Eğitimde geriydik, daha da geriledik. Bilimsel, kamusal, ücretsiz eğitimden uzaklaştık.
Verilen eğitim, ideolojik bindirmelerle dolu. Bu, hep böyleydi zaten; fakat bu kadar açık ve aşırı yapılmıyordu.
Türkiye, 198 ülke ve bölge arasında, eğitim harcamalarında 89. sırada. Toplam ulusal gelirin yalnızca % 4.4’ü eğitime ayrılıyor. En tepede ada ülkeleri var, bu da onların yapısal koşullarından kaynaklanıyor. 2. sırada ise, % 12.9 ile Küba’yı görüyoruz. Küba’da tıpta ilerleme, bu veriyle desteklenmiş oluyor.

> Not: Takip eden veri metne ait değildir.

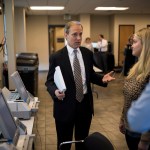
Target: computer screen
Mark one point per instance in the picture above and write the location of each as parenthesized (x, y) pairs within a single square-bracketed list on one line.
[(8, 125), (94, 44), (20, 87)]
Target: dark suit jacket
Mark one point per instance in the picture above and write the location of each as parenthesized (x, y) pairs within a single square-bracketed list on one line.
[(66, 109)]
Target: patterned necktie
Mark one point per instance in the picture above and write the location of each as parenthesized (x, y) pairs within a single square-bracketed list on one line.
[(78, 78)]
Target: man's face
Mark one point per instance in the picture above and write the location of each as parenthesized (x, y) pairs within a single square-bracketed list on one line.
[(136, 46), (74, 37)]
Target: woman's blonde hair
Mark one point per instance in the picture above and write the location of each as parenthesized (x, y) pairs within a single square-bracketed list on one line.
[(142, 68)]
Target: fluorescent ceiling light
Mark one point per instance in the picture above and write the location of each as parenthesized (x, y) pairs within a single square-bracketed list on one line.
[(47, 7), (111, 8)]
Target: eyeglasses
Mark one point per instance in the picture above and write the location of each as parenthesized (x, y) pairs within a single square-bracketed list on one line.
[(75, 35)]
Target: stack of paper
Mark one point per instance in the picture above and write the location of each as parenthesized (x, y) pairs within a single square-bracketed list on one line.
[(58, 79)]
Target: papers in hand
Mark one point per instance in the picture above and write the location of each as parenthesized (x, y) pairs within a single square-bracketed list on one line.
[(58, 79)]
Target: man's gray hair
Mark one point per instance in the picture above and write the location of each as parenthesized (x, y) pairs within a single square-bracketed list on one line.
[(71, 23)]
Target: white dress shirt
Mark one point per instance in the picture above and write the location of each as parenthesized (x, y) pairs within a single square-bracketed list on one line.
[(79, 55), (102, 45)]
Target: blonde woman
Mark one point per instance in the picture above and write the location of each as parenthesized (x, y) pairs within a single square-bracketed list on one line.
[(138, 77)]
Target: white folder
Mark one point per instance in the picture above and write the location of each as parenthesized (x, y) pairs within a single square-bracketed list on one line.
[(58, 79)]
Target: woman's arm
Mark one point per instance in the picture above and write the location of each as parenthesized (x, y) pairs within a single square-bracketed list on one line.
[(139, 112)]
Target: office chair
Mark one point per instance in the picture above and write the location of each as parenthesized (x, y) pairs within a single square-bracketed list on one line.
[(98, 66), (95, 141)]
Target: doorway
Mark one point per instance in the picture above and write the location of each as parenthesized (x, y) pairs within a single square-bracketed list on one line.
[(56, 38), (124, 32)]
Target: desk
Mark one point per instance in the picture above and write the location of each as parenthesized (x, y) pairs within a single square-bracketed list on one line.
[(29, 124), (26, 142)]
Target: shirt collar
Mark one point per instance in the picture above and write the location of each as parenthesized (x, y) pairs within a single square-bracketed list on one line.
[(70, 50)]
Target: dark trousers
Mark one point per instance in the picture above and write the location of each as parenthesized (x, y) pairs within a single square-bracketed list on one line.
[(80, 125), (133, 140), (103, 56)]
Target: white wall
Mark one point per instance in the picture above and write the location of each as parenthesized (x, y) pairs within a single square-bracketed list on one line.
[(1, 53), (140, 21), (37, 38), (37, 31)]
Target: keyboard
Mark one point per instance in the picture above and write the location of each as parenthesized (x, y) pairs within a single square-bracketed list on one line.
[(14, 95)]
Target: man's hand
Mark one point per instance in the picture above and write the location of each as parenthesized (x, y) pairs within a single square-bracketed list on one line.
[(60, 95), (108, 77), (143, 145)]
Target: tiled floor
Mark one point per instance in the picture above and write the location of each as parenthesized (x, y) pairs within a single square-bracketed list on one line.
[(108, 107)]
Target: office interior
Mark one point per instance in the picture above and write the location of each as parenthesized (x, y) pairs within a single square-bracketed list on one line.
[(30, 33)]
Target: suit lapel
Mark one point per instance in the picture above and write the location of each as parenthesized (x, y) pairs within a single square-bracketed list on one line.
[(66, 63), (85, 62)]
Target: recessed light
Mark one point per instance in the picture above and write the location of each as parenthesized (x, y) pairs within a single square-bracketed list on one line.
[(47, 7), (111, 8)]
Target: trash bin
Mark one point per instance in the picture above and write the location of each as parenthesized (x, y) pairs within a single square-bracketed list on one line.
[(27, 66)]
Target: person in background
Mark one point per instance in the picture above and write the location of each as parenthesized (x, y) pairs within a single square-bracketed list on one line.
[(72, 110), (138, 77), (102, 46), (88, 44), (129, 59), (139, 112)]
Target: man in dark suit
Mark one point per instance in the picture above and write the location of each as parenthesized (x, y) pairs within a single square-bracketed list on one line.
[(70, 114)]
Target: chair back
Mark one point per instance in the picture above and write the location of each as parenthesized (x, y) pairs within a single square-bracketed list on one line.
[(97, 141)]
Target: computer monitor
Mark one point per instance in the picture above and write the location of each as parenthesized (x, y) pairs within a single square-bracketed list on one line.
[(8, 126), (94, 44), (20, 87)]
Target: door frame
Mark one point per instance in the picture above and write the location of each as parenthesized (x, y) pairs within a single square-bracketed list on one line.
[(119, 43), (49, 42)]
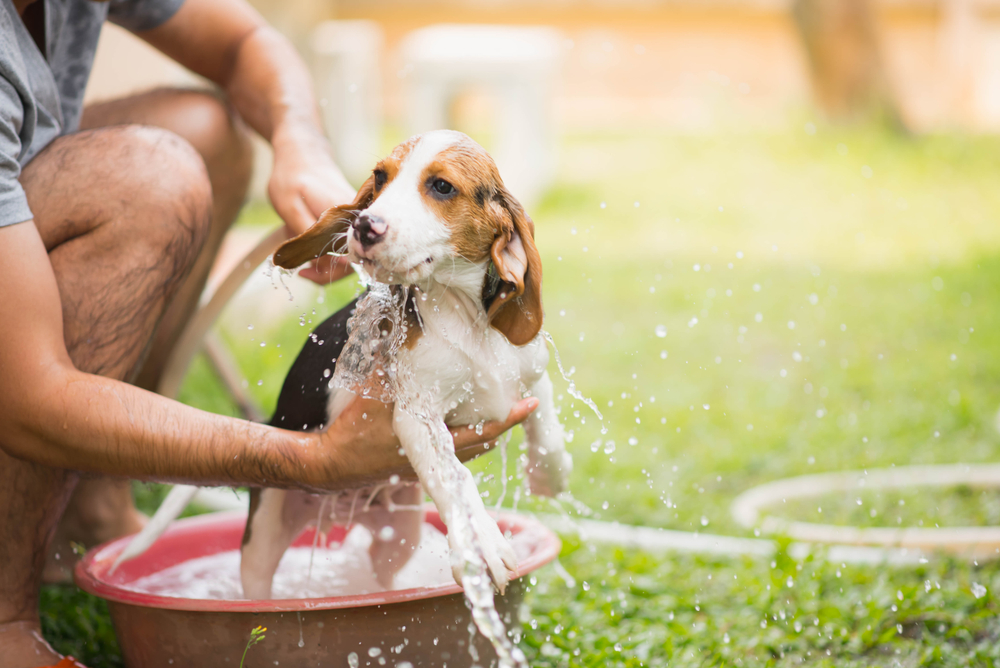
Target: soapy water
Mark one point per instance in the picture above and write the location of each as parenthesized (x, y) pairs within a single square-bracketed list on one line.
[(342, 570)]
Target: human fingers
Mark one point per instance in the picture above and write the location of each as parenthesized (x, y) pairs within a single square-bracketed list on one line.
[(327, 269)]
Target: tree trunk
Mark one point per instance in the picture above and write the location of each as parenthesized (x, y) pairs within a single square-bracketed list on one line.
[(848, 75)]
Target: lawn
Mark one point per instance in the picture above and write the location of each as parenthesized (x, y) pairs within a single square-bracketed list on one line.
[(744, 307)]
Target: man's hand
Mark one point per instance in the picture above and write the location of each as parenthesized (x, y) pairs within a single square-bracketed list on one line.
[(227, 42), (305, 182), (362, 448)]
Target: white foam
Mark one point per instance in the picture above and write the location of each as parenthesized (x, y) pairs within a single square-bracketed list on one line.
[(340, 570)]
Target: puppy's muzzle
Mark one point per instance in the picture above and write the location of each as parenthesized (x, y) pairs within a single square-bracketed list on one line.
[(369, 230)]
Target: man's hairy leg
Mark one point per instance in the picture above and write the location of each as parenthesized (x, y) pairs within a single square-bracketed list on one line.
[(101, 509), (123, 213)]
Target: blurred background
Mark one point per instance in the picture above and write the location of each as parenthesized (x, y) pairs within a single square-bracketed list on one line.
[(771, 238)]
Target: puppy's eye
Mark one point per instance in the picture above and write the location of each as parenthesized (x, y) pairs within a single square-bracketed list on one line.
[(442, 187)]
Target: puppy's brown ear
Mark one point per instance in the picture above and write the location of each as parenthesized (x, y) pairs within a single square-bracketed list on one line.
[(329, 234), (514, 299)]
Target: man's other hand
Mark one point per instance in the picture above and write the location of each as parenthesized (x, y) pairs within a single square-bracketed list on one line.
[(305, 182)]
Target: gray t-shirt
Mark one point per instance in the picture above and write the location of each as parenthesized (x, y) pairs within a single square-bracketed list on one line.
[(41, 96)]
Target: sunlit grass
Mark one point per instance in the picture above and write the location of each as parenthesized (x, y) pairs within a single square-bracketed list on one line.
[(816, 319)]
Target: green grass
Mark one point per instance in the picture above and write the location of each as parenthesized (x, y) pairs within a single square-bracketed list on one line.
[(816, 319)]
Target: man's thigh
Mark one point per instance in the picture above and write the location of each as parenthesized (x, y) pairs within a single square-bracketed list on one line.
[(123, 213)]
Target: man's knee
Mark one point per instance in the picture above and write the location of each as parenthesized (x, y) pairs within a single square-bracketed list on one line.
[(211, 125), (168, 192)]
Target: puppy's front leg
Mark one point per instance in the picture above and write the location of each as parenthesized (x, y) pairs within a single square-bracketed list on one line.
[(472, 533), (549, 464)]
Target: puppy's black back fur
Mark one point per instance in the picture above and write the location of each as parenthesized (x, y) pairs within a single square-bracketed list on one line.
[(303, 399)]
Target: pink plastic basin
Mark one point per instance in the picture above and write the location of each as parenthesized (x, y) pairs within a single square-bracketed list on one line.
[(426, 626)]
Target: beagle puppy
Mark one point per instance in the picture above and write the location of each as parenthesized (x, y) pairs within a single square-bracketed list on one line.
[(435, 223)]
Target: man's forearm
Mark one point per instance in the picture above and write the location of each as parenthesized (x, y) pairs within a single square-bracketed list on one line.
[(90, 423)]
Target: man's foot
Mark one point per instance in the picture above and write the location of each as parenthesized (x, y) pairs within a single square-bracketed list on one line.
[(100, 510), (22, 646)]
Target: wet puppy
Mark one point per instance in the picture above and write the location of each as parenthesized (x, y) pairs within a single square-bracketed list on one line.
[(434, 219)]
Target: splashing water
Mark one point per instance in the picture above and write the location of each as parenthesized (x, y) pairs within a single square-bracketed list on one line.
[(369, 367), (575, 393)]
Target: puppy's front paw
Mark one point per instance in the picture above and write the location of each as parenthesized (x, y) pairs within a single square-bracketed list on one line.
[(489, 544), (548, 475)]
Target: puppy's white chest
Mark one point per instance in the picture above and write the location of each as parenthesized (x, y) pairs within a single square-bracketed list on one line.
[(475, 372)]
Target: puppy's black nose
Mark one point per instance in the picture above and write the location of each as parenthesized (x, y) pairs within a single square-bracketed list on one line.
[(369, 230)]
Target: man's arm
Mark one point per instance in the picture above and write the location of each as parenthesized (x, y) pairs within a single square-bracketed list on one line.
[(55, 415), (227, 42)]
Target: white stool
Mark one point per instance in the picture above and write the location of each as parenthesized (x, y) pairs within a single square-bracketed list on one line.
[(348, 86), (518, 64)]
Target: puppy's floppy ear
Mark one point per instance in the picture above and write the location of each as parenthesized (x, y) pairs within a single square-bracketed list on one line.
[(513, 295), (329, 234)]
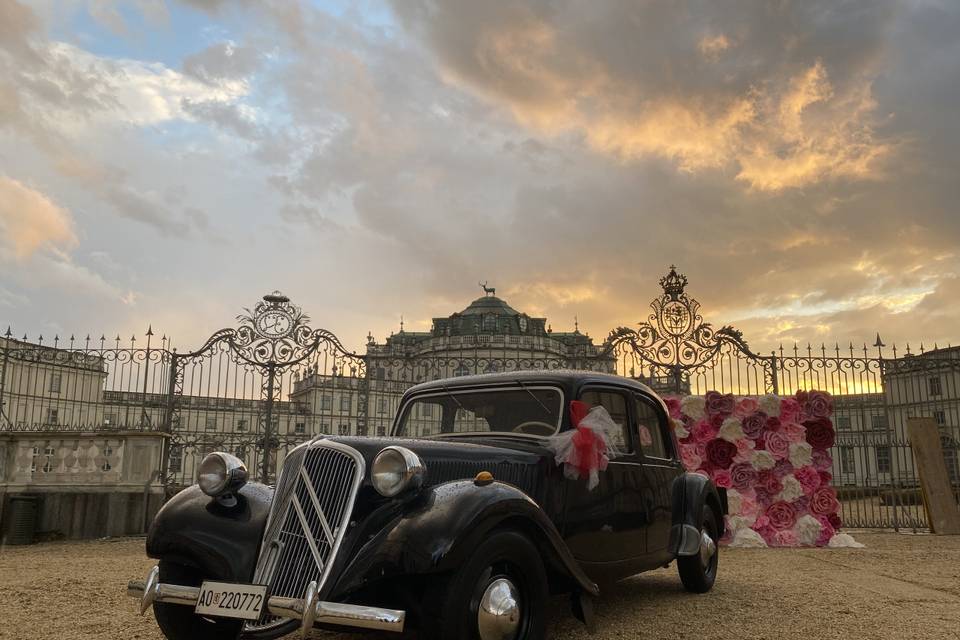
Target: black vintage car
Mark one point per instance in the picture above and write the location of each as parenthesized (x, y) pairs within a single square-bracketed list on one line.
[(460, 524)]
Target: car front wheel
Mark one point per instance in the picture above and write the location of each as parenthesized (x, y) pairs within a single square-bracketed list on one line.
[(499, 594), (699, 572), (179, 622)]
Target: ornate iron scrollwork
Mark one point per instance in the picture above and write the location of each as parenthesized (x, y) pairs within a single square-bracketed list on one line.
[(675, 339), (276, 333)]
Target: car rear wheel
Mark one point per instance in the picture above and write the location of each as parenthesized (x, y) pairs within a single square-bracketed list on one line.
[(499, 594), (179, 622), (699, 572)]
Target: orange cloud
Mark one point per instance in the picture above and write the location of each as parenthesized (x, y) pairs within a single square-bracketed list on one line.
[(31, 221)]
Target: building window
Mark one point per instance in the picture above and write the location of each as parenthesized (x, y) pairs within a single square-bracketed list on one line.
[(107, 452), (846, 459), (883, 459), (936, 389), (176, 458)]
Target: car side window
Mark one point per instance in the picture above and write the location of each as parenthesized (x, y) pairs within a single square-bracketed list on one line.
[(652, 431), (616, 405)]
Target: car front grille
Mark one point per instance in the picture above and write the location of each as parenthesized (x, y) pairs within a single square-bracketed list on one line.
[(311, 511)]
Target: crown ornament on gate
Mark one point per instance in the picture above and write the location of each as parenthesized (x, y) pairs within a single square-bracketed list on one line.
[(276, 333), (675, 337)]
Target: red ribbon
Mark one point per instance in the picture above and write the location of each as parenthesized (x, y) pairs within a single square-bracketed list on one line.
[(589, 448)]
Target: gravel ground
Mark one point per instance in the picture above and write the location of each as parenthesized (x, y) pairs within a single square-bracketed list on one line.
[(900, 586)]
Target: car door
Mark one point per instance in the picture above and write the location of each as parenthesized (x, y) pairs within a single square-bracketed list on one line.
[(660, 462), (607, 524)]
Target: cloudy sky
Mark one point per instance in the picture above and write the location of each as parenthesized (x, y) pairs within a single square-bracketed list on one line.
[(168, 162)]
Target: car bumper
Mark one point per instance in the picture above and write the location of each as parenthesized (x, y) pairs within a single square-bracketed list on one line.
[(309, 609)]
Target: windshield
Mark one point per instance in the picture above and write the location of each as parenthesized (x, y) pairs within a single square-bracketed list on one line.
[(525, 410)]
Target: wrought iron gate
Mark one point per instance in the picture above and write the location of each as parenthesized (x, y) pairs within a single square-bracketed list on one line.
[(241, 390)]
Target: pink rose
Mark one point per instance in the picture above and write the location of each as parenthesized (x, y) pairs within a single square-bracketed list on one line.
[(824, 501), (745, 407), (720, 453), (785, 538), (793, 431), (744, 451), (822, 460), (754, 424), (743, 476), (769, 482), (777, 444), (703, 432), (721, 478), (782, 515), (748, 507), (809, 479), (688, 456), (782, 469), (789, 410), (720, 404), (673, 406)]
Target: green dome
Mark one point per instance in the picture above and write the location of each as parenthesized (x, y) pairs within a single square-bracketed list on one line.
[(487, 305)]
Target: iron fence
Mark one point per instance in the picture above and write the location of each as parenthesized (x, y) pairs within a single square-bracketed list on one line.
[(271, 382)]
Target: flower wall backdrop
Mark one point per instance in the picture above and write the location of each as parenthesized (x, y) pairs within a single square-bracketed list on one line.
[(771, 454)]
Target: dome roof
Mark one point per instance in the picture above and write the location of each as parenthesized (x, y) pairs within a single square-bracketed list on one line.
[(489, 304)]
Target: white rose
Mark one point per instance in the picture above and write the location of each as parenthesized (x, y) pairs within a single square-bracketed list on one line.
[(732, 430), (801, 454), (748, 539), (770, 405), (762, 460), (791, 489), (734, 503), (808, 530), (693, 406), (679, 429)]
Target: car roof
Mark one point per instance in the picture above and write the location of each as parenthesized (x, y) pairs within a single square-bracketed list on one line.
[(565, 377)]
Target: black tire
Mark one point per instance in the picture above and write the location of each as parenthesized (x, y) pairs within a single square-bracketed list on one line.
[(453, 604), (696, 574), (179, 622)]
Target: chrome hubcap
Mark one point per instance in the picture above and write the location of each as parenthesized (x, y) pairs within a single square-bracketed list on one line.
[(707, 548), (498, 616)]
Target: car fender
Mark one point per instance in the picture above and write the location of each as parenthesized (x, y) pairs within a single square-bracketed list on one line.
[(223, 542), (439, 530), (691, 492)]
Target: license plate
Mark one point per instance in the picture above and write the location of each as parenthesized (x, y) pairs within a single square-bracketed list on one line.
[(230, 600)]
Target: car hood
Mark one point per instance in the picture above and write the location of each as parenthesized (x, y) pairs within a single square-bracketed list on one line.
[(520, 463)]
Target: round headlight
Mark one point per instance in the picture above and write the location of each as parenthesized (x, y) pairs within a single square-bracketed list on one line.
[(396, 469), (221, 473)]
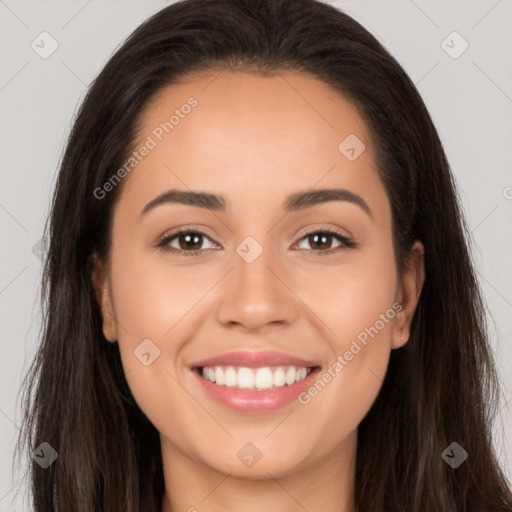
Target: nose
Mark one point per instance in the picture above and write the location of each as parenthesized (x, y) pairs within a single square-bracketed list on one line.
[(257, 294)]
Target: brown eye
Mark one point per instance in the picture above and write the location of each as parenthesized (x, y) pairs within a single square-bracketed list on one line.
[(321, 241), (187, 241)]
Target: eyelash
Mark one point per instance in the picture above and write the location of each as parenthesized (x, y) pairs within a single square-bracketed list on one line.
[(347, 243)]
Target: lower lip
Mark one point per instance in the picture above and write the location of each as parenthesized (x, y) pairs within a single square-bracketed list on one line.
[(256, 401)]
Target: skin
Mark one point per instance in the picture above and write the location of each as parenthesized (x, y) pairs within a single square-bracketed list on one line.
[(255, 140)]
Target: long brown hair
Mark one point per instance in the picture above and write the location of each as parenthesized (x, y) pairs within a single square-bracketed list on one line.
[(440, 387)]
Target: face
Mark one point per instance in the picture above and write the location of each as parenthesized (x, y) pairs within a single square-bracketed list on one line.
[(260, 277)]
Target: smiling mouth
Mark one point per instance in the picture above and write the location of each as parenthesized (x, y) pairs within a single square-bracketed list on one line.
[(254, 379)]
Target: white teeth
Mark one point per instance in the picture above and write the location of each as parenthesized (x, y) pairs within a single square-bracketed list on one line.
[(264, 378), (245, 378), (255, 378)]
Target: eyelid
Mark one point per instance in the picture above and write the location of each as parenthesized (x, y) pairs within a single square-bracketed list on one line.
[(346, 241)]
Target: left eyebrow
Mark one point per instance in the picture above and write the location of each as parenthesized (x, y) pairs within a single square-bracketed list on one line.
[(294, 202)]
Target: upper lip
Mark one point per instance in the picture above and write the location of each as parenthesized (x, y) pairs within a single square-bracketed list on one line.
[(250, 359)]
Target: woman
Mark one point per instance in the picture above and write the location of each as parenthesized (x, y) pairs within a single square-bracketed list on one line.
[(326, 350)]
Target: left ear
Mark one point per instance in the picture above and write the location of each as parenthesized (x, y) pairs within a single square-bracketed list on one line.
[(408, 294)]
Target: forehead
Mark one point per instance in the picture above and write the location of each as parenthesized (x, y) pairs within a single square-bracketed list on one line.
[(252, 139)]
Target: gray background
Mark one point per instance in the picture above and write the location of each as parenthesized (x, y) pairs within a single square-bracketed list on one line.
[(469, 98)]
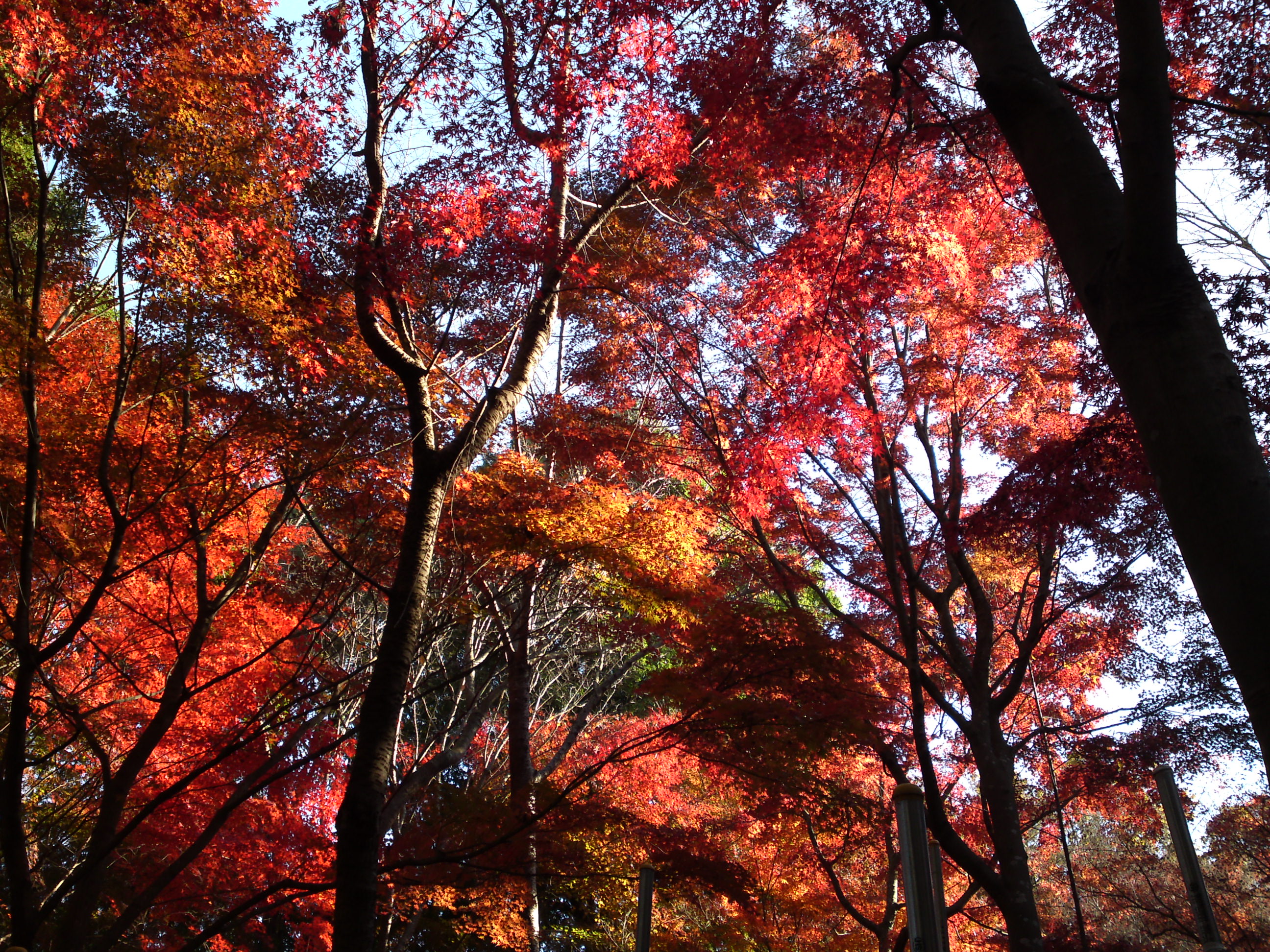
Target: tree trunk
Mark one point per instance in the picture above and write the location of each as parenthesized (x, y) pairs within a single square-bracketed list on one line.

İlk 10’da ada ülkeleri dışında kimi Afrika ülkelerini görüyoruz–bunlar ‘makus talihleri’ni eğitimle değiştirmeye çalışan ülkeler. İlk 10’da Batılılardan 8. sırada Norveç, 10. sırada İsveç var. Aslında buradan şu sonuç da çıkarılabilir: Tek başına eğitim Afrika’yı kalkındırmaya yetmiyor. Yapısal değişiklikler gerekli. Eğitim felsefesi bakış açısıyla konuşacaksak, eğitim şart ama yeter koşul değil.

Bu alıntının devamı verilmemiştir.